In case it might be useful to someone, here’s the Terraform configuration I used to provision these resources:

locals {
  endpoints = toset(["ssm", "ssmmessages", "ec2messages"])
}

data "aws_vpc_endpoint_service" "endpoints" {
  for_each = local.endpoints

  service = each.value
}

resource "aws_vpc_endpoint" "endpoints" {
  for_each = local.endpoints

  service_name        = data.aws_vpc_endpoint_service.endpoints[each.value].service_name
  security_group_ids  = [aws_security_group.endpoints[each.value].id]
  subnet_ids          = aws_subnet.private.*.id
  vpc_id              = aws_vpc.main.id
  vpc_endpoint_type   = "Interface"
  private_dns_enabled = true

  tags = {
    Name = each.value
  }
}

resource "aws_security_group" "endpoints" {
  for_each = local.endpoints

  name_prefix = "vpc-endpoint-${each.value}-"
  description = "VPC Endpoint Security Group for ${each.value}"
  vpc_id      = aws_vpc.main.id

  tags = {
    Name = each.value
  }
}

resource "aws_security_group_rule" "endpoints" {
  for_each = local.endpoints

  type              = "ingress"
  cidr_blocks       = ["0.0.0.0/0"]
  protocol          = "tcp"
  from_port         = 443
  to_port           = 443
  security_group_id = aws_security_group.endpoints[each.value].id
}

Tested with Terraform v1.8.2 and AWS provider v5.44.0, the latest at the time of writing.
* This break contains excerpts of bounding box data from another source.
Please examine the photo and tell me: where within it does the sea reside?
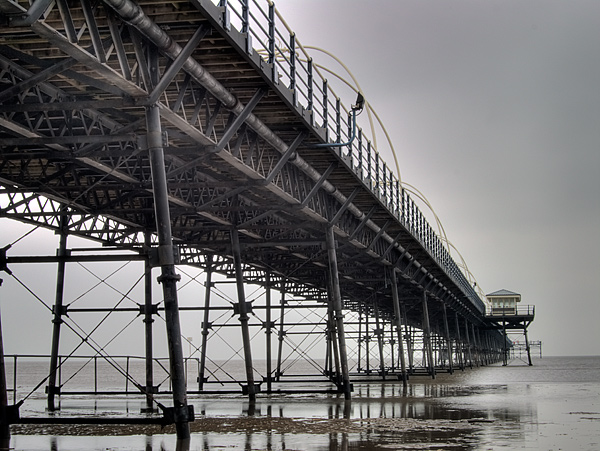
[5,356,600,451]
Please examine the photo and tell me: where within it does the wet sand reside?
[5,358,600,451]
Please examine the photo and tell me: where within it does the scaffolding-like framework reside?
[0,0,506,438]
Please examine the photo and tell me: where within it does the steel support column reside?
[392,269,408,388]
[374,300,385,380]
[465,318,473,368]
[231,227,256,402]
[47,212,67,412]
[454,313,465,371]
[423,291,435,379]
[198,255,213,391]
[143,232,154,411]
[442,301,454,374]
[523,327,533,366]
[326,225,351,399]
[0,279,11,449]
[146,47,193,439]
[265,273,273,393]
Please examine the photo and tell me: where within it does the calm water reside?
[9,357,600,451]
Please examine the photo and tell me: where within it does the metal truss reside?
[0,0,510,437]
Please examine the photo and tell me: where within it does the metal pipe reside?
[265,273,273,393]
[423,291,435,379]
[198,255,212,391]
[47,211,67,412]
[144,232,154,411]
[326,225,351,399]
[392,269,408,388]
[231,227,256,402]
[0,279,10,449]
[375,300,385,380]
[146,47,193,440]
[442,302,454,374]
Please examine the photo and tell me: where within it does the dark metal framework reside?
[0,0,504,438]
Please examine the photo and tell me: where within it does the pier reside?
[0,0,534,439]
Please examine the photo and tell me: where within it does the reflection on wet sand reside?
[14,383,536,451]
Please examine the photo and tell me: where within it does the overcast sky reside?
[0,0,600,355]
[275,0,600,355]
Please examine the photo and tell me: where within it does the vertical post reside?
[231,227,256,402]
[326,225,351,399]
[442,301,454,374]
[144,232,154,411]
[327,277,342,386]
[146,46,193,439]
[265,273,273,393]
[523,327,533,366]
[465,318,473,368]
[423,290,435,379]
[392,268,408,388]
[198,255,213,391]
[356,303,363,373]
[0,279,11,449]
[454,312,465,371]
[471,324,480,367]
[48,210,67,412]
[374,300,385,380]
[275,279,286,382]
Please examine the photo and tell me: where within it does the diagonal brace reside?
[148,25,209,105]
[210,88,267,153]
[300,161,337,208]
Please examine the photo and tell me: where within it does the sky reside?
[275,0,600,355]
[0,0,600,355]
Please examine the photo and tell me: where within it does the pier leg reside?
[442,301,454,374]
[275,280,286,382]
[327,277,342,386]
[465,318,473,368]
[198,255,213,391]
[423,291,435,379]
[523,328,533,366]
[0,279,11,449]
[47,213,67,412]
[146,47,193,439]
[231,227,256,402]
[265,273,273,393]
[374,300,385,380]
[502,321,508,366]
[392,269,408,388]
[454,313,465,371]
[143,233,154,411]
[471,324,480,367]
[326,225,351,399]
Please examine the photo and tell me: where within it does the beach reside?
[5,357,600,451]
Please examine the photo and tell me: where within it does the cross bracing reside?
[0,0,516,438]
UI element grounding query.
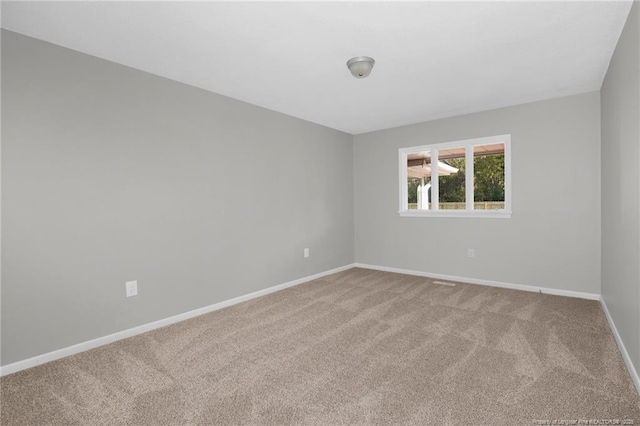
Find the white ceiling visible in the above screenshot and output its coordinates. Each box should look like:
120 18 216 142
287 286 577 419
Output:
2 1 631 134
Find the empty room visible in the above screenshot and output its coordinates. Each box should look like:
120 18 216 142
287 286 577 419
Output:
0 1 640 426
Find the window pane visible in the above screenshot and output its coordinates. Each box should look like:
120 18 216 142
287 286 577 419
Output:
438 147 466 210
473 143 505 210
407 151 431 210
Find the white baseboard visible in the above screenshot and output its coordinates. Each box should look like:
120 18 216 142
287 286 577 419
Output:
600 297 640 395
353 263 600 300
0 264 354 377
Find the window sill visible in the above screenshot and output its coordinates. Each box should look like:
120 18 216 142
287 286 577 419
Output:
398 210 511 219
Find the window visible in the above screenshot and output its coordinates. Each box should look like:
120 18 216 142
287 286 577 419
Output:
399 135 511 217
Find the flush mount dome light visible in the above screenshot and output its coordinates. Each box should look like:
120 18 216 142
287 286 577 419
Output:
347 56 376 78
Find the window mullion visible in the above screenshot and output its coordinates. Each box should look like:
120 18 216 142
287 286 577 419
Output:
431 149 440 210
464 145 474 210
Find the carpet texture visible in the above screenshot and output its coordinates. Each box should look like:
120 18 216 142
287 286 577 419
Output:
0 268 640 425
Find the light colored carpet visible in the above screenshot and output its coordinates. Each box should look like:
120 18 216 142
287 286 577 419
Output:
0 268 640 425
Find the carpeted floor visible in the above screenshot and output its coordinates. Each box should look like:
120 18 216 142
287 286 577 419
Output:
0 268 640 425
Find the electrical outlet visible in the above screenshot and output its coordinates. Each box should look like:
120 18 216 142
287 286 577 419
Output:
124 281 138 297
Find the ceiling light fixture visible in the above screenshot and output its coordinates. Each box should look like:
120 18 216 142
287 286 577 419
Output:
347 56 376 78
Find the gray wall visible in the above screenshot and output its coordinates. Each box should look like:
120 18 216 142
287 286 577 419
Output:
2 31 353 365
354 92 600 294
601 2 640 371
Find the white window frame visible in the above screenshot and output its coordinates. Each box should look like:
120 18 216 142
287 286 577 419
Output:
398 135 511 218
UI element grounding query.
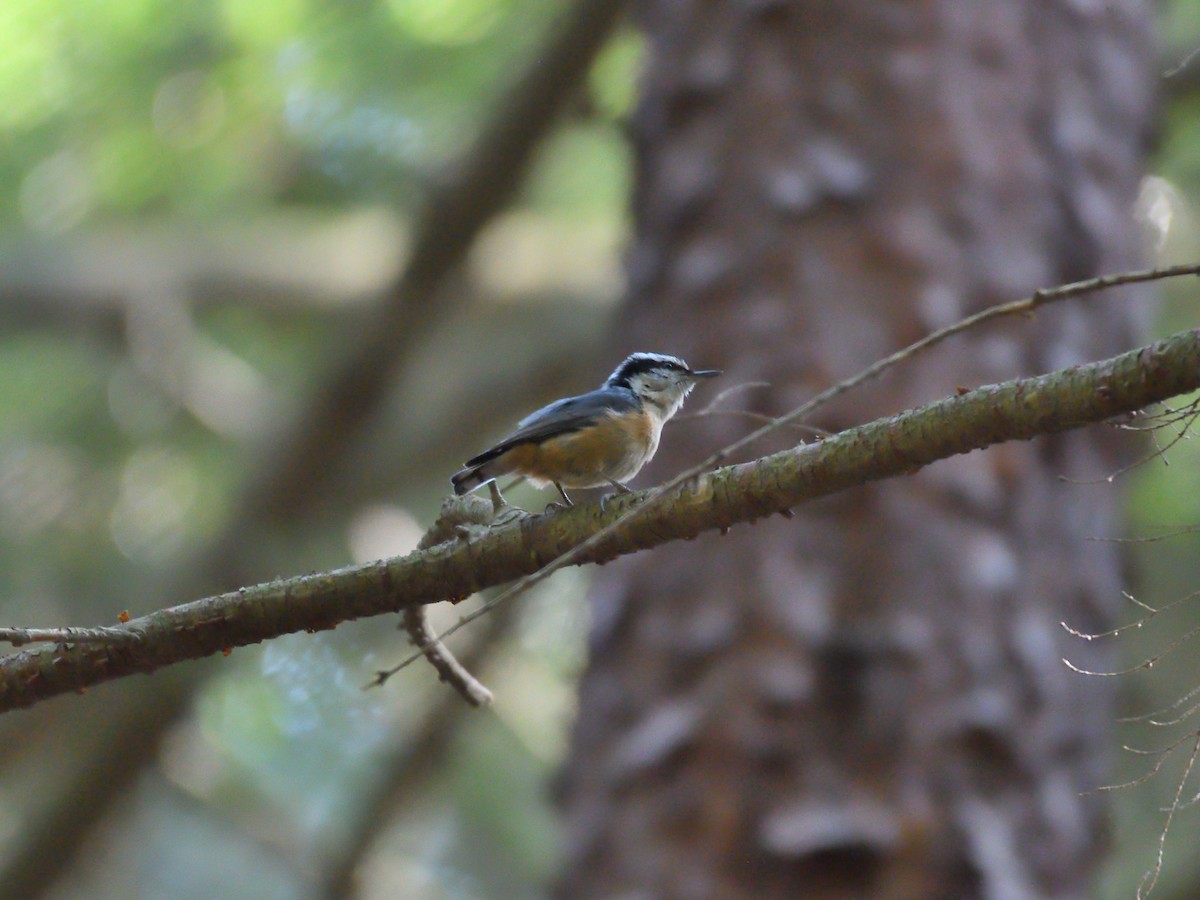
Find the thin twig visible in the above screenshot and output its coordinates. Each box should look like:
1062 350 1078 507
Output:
0 625 142 647
379 263 1200 684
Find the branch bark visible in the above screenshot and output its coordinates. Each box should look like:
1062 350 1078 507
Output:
0 330 1200 712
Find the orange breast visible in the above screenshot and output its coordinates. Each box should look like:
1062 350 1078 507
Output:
504 413 660 487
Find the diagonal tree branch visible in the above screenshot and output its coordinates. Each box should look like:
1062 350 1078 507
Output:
0 330 1200 712
0 0 623 896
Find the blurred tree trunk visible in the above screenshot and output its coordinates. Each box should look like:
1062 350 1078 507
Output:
559 0 1154 899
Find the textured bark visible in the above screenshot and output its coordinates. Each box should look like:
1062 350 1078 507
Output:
560 0 1154 899
0 330 1200 713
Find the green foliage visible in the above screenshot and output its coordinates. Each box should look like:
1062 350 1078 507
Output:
0 0 640 896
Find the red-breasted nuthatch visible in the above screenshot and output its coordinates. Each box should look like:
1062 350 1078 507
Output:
450 353 720 506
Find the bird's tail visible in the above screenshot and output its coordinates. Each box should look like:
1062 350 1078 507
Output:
450 461 496 494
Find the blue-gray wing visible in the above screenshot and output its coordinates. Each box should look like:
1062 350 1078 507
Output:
467 388 637 467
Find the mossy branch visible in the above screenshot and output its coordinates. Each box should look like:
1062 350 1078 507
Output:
0 330 1200 712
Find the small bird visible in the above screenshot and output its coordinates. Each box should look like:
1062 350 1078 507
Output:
450 353 721 506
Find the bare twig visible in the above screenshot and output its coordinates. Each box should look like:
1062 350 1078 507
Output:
379 263 1200 684
0 625 142 647
9 330 1200 710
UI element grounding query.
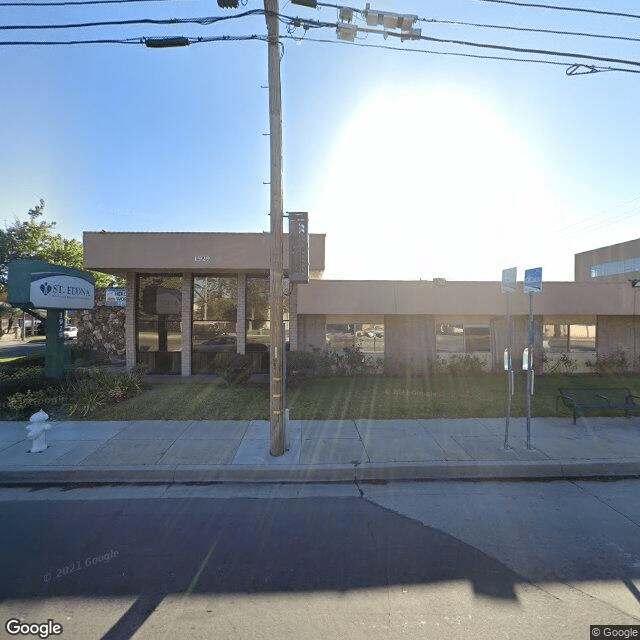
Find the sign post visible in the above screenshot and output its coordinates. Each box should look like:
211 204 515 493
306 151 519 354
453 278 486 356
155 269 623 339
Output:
522 267 542 449
502 267 518 449
8 260 95 378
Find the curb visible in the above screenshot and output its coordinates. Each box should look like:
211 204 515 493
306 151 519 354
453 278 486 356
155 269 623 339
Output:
0 459 640 485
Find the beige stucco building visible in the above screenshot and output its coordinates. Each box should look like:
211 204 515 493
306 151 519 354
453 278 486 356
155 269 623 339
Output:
84 232 640 376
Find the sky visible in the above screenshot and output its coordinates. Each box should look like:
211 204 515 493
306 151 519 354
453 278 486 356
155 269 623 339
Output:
0 0 640 281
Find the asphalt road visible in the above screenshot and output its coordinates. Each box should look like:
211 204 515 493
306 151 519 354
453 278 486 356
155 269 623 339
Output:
0 483 640 640
0 338 45 358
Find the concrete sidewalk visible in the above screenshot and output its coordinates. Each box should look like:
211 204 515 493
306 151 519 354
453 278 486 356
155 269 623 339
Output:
0 417 640 484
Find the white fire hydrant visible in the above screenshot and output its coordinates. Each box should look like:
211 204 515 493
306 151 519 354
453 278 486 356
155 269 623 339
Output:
27 410 51 453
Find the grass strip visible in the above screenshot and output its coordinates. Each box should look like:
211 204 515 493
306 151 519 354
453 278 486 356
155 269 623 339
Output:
90 374 640 420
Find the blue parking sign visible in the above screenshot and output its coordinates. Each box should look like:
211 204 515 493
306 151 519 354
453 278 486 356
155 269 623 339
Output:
523 267 542 293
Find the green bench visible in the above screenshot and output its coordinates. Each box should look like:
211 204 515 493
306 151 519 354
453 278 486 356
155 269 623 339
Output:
556 388 640 424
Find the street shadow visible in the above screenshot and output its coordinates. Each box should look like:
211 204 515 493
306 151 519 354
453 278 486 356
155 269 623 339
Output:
0 498 638 640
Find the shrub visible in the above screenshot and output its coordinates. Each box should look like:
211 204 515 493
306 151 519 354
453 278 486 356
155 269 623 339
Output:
6 389 58 418
447 353 487 376
0 365 52 401
542 353 578 375
312 347 382 377
586 349 630 375
287 351 317 380
61 369 142 416
211 353 253 384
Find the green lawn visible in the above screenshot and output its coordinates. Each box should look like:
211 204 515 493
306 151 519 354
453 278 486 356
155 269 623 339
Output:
89 374 640 420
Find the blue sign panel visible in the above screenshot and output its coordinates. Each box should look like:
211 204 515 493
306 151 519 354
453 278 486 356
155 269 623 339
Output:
502 267 518 293
523 267 542 293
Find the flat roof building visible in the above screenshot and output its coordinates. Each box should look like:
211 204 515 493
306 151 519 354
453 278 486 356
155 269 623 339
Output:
84 232 640 375
575 238 640 282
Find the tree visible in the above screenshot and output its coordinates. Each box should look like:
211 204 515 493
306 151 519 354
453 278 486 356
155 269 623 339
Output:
0 199 113 299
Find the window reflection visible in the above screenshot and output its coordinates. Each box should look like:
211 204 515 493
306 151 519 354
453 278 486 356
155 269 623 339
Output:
136 274 182 373
191 275 238 373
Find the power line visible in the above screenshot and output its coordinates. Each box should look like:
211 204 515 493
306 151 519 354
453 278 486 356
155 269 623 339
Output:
0 9 264 30
0 0 175 7
476 0 640 19
557 196 640 233
280 34 640 73
418 18 640 42
281 16 640 73
0 35 267 47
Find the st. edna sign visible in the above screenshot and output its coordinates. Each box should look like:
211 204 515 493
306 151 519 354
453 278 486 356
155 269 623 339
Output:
29 272 94 309
9 260 95 309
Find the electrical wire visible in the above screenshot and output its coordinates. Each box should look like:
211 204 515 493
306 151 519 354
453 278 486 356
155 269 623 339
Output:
280 35 640 73
0 34 268 47
476 0 640 19
418 18 640 42
0 0 175 7
281 16 640 73
0 9 264 31
557 196 640 233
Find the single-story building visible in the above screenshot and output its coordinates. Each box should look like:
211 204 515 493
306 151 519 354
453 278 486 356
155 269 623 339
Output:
84 232 640 376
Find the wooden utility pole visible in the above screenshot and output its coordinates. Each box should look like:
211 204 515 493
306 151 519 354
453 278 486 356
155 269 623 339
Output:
264 0 285 456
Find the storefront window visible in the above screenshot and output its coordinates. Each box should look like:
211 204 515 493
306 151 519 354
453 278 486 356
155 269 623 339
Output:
245 276 290 371
136 274 182 373
436 322 491 354
543 324 596 353
327 321 384 357
191 276 238 373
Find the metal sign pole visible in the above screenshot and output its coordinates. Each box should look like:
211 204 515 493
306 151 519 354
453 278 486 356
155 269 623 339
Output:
527 293 533 449
501 267 518 449
504 295 513 449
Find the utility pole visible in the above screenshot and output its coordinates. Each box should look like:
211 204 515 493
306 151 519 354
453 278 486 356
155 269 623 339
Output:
264 0 285 456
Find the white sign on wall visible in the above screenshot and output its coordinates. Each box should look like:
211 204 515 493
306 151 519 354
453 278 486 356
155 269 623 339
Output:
29 272 94 309
156 287 182 316
104 287 127 307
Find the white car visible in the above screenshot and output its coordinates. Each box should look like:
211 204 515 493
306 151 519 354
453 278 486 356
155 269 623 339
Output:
64 327 78 340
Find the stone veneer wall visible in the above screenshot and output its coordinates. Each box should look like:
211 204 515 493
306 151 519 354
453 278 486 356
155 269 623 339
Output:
78 289 126 362
384 315 436 373
296 315 327 351
596 316 640 371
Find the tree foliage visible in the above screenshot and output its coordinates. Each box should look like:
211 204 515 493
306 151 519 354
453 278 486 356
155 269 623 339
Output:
0 199 112 294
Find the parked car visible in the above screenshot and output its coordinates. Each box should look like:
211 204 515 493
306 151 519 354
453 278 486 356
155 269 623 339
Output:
193 335 236 353
64 326 78 340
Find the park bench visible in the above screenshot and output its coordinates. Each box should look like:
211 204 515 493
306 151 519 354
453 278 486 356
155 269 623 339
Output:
556 388 640 424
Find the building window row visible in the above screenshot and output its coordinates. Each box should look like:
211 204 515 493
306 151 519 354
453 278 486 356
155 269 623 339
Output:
590 257 640 278
542 324 596 353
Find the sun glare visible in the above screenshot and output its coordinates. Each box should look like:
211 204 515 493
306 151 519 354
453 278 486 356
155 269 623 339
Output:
314 87 558 280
And with that, I can now run the following AWS CLI command locally to access the instance:

aws ssm start-session --target <instance-id>

Bear in mind this requires the AWS CLI and the Session Manager plugin to be installed on the machine you run this command on.

The only downside I can think of with this solution is the cost; each VPC Endpoint is $0.79 per day (at the time of writing), which quickly racks up! Not ideal for a side project but could be worth it if you have a bigger budget.

In the end it turned out that my application needed internet access anyway so I removed this configuration in favour of a custom-built NAT instance (not a NAT Gateway, those are expensive too), but this still seemed like a good exercise in configuring shell access when both inbound and outbound access is limited.